Participatory science (or ”citizen science”) records are becoming increasingly useful for wildlife monitoring due to their volume and spatiotemporal coverage. However, statistical analysis using these data can be challenging due to the many sources of bias that need to be corrected. Many previous studies characterize sampling biases across entire participatory science datasets, such as spatial heterogeneity in sampling effort or species preferences. User-level heterogeneity in sampling behavior is less well studied, but it may be just as important as dataset-level bias in contributing to error in downstream analyses. Here, we investigate user-level novelty and specialization bias.

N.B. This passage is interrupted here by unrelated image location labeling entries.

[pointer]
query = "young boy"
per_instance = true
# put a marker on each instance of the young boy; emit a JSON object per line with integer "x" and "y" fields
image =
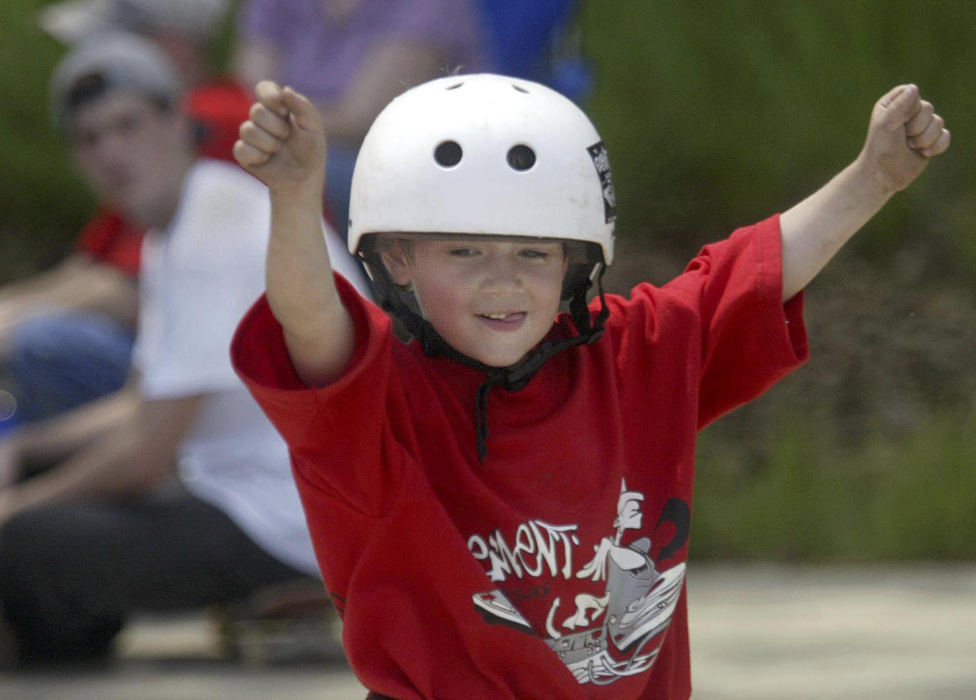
{"x": 502, "y": 508}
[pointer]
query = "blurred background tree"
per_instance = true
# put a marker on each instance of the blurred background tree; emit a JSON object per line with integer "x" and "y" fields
{"x": 716, "y": 115}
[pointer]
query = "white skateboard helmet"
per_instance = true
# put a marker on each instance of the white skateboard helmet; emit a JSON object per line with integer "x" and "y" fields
{"x": 486, "y": 155}
{"x": 483, "y": 155}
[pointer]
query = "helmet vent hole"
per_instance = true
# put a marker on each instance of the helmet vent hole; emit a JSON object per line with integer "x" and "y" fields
{"x": 521, "y": 157}
{"x": 448, "y": 154}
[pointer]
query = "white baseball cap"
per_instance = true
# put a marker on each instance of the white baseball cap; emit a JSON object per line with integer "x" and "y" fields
{"x": 70, "y": 21}
{"x": 118, "y": 62}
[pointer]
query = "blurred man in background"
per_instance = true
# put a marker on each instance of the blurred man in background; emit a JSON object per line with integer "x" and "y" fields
{"x": 181, "y": 495}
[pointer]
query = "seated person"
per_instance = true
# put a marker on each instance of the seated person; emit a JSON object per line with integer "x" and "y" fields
{"x": 176, "y": 492}
{"x": 66, "y": 335}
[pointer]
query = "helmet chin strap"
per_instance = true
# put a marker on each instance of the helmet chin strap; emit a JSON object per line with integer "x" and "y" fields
{"x": 513, "y": 377}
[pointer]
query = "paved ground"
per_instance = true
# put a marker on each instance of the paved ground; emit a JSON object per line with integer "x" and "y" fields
{"x": 758, "y": 633}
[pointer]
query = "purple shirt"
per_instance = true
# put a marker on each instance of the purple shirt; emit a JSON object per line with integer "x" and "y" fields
{"x": 321, "y": 56}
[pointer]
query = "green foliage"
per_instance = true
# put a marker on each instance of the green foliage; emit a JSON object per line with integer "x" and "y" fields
{"x": 42, "y": 204}
{"x": 909, "y": 497}
{"x": 719, "y": 113}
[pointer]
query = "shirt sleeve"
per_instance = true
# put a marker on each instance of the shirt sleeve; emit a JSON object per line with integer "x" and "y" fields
{"x": 720, "y": 329}
{"x": 340, "y": 436}
{"x": 750, "y": 338}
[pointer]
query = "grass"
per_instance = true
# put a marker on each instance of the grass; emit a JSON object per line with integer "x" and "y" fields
{"x": 815, "y": 499}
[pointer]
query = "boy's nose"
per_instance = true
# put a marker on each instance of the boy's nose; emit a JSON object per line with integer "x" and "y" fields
{"x": 500, "y": 271}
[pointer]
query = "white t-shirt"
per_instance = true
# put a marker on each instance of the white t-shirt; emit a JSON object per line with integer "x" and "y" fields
{"x": 198, "y": 278}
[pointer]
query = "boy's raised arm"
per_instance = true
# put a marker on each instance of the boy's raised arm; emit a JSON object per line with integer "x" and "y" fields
{"x": 283, "y": 144}
{"x": 904, "y": 133}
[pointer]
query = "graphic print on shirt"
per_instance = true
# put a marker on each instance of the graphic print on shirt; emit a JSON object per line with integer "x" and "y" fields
{"x": 606, "y": 637}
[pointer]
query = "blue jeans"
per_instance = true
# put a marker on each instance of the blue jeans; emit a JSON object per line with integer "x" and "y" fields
{"x": 58, "y": 362}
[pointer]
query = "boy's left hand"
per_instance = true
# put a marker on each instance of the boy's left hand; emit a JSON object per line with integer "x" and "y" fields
{"x": 905, "y": 132}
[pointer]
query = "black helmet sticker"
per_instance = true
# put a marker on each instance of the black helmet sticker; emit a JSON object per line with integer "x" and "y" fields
{"x": 601, "y": 161}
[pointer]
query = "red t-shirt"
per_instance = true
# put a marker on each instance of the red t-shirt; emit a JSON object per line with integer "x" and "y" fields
{"x": 217, "y": 109}
{"x": 109, "y": 239}
{"x": 556, "y": 567}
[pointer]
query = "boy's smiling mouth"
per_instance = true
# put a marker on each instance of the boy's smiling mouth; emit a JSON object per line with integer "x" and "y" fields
{"x": 508, "y": 320}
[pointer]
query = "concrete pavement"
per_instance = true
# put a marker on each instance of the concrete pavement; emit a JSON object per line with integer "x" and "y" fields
{"x": 758, "y": 632}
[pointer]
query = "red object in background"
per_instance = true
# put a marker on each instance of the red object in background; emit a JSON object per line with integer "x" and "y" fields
{"x": 217, "y": 110}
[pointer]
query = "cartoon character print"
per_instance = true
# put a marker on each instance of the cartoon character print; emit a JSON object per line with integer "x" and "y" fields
{"x": 620, "y": 633}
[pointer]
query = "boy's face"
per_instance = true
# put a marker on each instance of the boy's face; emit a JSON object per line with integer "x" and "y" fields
{"x": 493, "y": 300}
{"x": 131, "y": 153}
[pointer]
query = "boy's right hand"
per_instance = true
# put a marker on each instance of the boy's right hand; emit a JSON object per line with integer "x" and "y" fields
{"x": 283, "y": 141}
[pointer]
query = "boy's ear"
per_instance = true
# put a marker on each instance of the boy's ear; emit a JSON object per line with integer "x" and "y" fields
{"x": 395, "y": 259}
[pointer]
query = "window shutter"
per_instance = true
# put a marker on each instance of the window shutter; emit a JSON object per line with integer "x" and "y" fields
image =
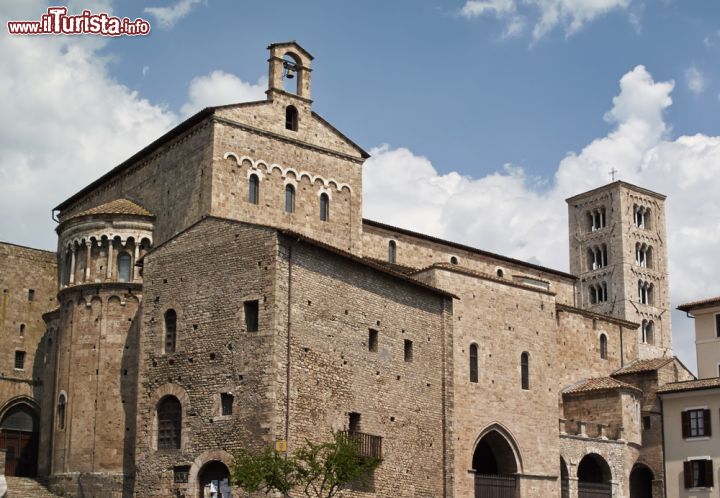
{"x": 708, "y": 474}
{"x": 687, "y": 472}
{"x": 706, "y": 423}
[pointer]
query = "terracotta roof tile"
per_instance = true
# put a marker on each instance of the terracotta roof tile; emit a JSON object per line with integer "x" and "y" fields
{"x": 598, "y": 384}
{"x": 690, "y": 385}
{"x": 118, "y": 206}
{"x": 703, "y": 303}
{"x": 643, "y": 366}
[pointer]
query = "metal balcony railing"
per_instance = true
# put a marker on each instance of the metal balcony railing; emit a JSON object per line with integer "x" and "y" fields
{"x": 368, "y": 446}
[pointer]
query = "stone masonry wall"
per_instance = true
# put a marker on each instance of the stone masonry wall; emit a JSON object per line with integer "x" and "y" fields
{"x": 205, "y": 275}
{"x": 418, "y": 253}
{"x": 313, "y": 159}
{"x": 334, "y": 303}
{"x": 173, "y": 182}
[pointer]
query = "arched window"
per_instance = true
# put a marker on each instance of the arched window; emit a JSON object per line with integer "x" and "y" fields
{"x": 289, "y": 198}
{"x": 61, "y": 412}
{"x": 392, "y": 251}
{"x": 473, "y": 363}
{"x": 324, "y": 207}
{"x": 254, "y": 189}
{"x": 169, "y": 417}
{"x": 170, "y": 331}
{"x": 648, "y": 332}
{"x": 291, "y": 118}
{"x": 525, "y": 371}
{"x": 124, "y": 267}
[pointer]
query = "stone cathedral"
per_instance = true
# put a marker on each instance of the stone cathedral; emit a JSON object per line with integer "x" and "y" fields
{"x": 220, "y": 290}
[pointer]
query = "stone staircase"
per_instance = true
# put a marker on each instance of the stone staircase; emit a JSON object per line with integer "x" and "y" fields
{"x": 25, "y": 487}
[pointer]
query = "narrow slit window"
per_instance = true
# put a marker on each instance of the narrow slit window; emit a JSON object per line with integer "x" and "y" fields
{"x": 408, "y": 351}
{"x": 252, "y": 309}
{"x": 19, "y": 360}
{"x": 473, "y": 363}
{"x": 289, "y": 198}
{"x": 324, "y": 207}
{"x": 392, "y": 251}
{"x": 254, "y": 189}
{"x": 525, "y": 371}
{"x": 291, "y": 118}
{"x": 170, "y": 331}
{"x": 226, "y": 402}
{"x": 372, "y": 340}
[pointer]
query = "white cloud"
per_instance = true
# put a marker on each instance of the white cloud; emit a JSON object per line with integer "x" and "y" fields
{"x": 219, "y": 88}
{"x": 695, "y": 79}
{"x": 572, "y": 14}
{"x": 512, "y": 213}
{"x": 168, "y": 16}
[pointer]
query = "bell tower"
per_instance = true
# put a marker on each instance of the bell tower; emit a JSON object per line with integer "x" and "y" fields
{"x": 289, "y": 61}
{"x": 618, "y": 249}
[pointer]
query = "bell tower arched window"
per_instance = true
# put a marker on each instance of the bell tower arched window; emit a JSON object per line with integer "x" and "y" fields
{"x": 291, "y": 118}
{"x": 324, "y": 207}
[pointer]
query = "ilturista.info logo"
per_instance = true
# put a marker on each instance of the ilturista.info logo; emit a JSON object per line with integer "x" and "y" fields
{"x": 57, "y": 21}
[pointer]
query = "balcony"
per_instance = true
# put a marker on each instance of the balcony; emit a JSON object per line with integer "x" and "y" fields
{"x": 368, "y": 446}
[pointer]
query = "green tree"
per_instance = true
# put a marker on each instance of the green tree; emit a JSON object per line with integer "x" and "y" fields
{"x": 317, "y": 470}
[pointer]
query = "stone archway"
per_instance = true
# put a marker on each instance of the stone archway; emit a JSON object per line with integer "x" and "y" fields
{"x": 594, "y": 477}
{"x": 495, "y": 465}
{"x": 214, "y": 480}
{"x": 19, "y": 436}
{"x": 641, "y": 479}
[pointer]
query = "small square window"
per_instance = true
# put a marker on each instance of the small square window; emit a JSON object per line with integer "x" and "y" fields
{"x": 408, "y": 350}
{"x": 181, "y": 474}
{"x": 372, "y": 340}
{"x": 251, "y": 315}
{"x": 226, "y": 401}
{"x": 19, "y": 360}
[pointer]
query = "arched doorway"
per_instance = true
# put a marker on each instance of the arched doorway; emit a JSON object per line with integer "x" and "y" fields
{"x": 641, "y": 479}
{"x": 594, "y": 477}
{"x": 19, "y": 438}
{"x": 564, "y": 479}
{"x": 214, "y": 481}
{"x": 495, "y": 465}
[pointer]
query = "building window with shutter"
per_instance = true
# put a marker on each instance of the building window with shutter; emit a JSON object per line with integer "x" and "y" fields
{"x": 696, "y": 423}
{"x": 698, "y": 474}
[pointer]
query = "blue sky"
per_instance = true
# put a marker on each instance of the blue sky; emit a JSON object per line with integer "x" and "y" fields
{"x": 421, "y": 75}
{"x": 482, "y": 116}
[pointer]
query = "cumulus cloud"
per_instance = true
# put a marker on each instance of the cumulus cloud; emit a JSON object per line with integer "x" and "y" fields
{"x": 169, "y": 16}
{"x": 219, "y": 88}
{"x": 695, "y": 79}
{"x": 571, "y": 14}
{"x": 513, "y": 213}
{"x": 67, "y": 121}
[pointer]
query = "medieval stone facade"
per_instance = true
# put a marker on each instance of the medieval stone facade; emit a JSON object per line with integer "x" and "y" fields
{"x": 220, "y": 290}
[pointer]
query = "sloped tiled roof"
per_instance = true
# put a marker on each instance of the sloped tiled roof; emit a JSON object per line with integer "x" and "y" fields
{"x": 690, "y": 385}
{"x": 598, "y": 384}
{"x": 643, "y": 366}
{"x": 118, "y": 206}
{"x": 703, "y": 303}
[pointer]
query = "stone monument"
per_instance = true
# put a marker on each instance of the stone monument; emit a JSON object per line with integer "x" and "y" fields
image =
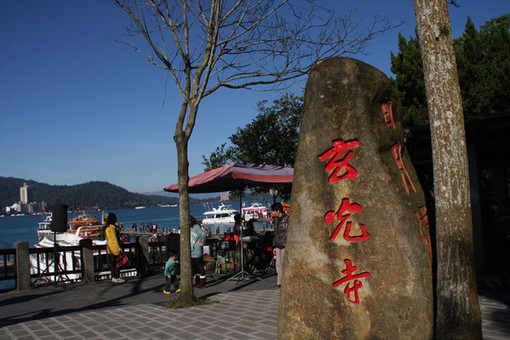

Novelty bias occurs when an individual observer preferentially reports species that have not seen before, while specialization bias occurs when an observer preferentially reports species they have previously observed (i.e., they specialize in particular species). We provide the first test of this kind of user-level sampling bias in participatory science data by analyzing the sampling histories of more than 540 observers on the popular participatory science platform iNaturalist in Pennsylvania, USA. We find evidence of specialization or novelty bias in the overall sampling behavior of 66% of the observers considered. Specialization bias was more than 5 times more common than novelty bias, indicating that observers reported species they had reported previously at a higher rate than expected. Looking within taxonomic groups, 41% of observers deviated from unbiased sampling. Novelty bias and specialization bias were both common within taxa. These findings suggest that iNaturalist observers often specialize in favorite taxa or species, while within taxa some users simultaneously seek out previously unobserved species.